Civic activists and elected officials from Fairfax and Prince William counties are criticizing a plan to allow thousands of new homes in southeastern Loudoun County, days after the release of a state study that predicts the homes would cause gridlock across the three Northern Virginia jurisdictions.

Others, however, have excoriated the Virginia Department of Transportation study, saying it was poorly conducted, politically motivated and cynically timed to be publicized before the Loudoun County Board of Supervisors was scheduled to begin discussing the controversial Dulles South proposal. The study was released July 13.

Supervisors met Tuesday, and several of them were so angry at VDOT district chief Dennis C. Morrison that, after taking turns verbally lashing him, they voted to delay action on the plan until a more complete traffic analysis can be done by the county. Among other things, they accused Morrison of painting a dire portrait of Dulles South to create support for Gov. Timothy M. Kaine (D), who is seeking new taxes to fund transportation improvements.

"You're part of a big political magic show now!" Vice Chairman Bruce E. Tulloch (R-Potomac) yelled as Morrison stood silently at the board room's rostrum after presenting the findings. "You are no longer credible in my eyes."

Still, more of the reaction across the region has been alarm over the potential impact of the proposal, which would allow 28,000 homes on a mostly undeveloped swath of farmland west of Dulles International Airport.

"I just find it scary," said Martha Hendley, a resident of the Sudley Springs area of Prince William and vice chairwoman of the local planning commission. "VDOT's assessment was painfully accurate."

In Prince William, county planners are drafting a letter to Loudoun government officials explaining their traffic and environmental concerns. In Fairfax, supervisors have asked for a meeting with their Loudoun counterparts to do much the same.

And dozens of residents and civic groups in Prince William and Fairfax have called and e-mailed their local officials to tell them to do something to ease the effects of the plan.

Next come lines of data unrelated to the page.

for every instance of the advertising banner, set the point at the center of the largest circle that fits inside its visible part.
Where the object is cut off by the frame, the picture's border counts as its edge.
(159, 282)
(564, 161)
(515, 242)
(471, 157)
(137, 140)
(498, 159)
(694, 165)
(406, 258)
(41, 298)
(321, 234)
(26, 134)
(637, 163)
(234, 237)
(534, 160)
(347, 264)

"There's a very broad awareness of the proposal," said Prince William board chairman Sean T. Connaughton (R), who has received calls and e-mails and has even been stopped by passersby in public. "It's on their front burner. It's sunk in."

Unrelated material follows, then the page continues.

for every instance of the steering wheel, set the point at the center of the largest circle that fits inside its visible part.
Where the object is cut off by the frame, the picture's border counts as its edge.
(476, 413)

The VDOT study causing all the ruckus predicts that more than a dozen regional roads -- including Interstate 66, the Dulles Toll Road and Routes 50, 29, 28 and 7 -- would be hit with long traffic delays as a result of the Dulles South plan.

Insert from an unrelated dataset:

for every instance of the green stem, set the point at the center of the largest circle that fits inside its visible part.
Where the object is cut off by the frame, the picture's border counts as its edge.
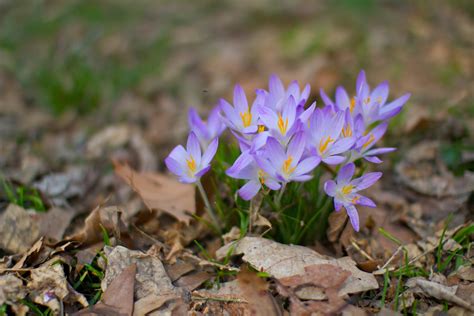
(279, 196)
(209, 208)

Morrison, in a presentation of the study to Loudoun supervisors Tuesday, said that by 2025, the new homes would create hours of stop-and-go conditions on many of the roads.

"Twenty-eight thousand households would place a significant burden on the regional transportation network," Morrison said. That's true even with the completion of a number of planned transportation improvements, Morrison said, including the extension of Metrorail to Dulles and the widening of three of the highways in question.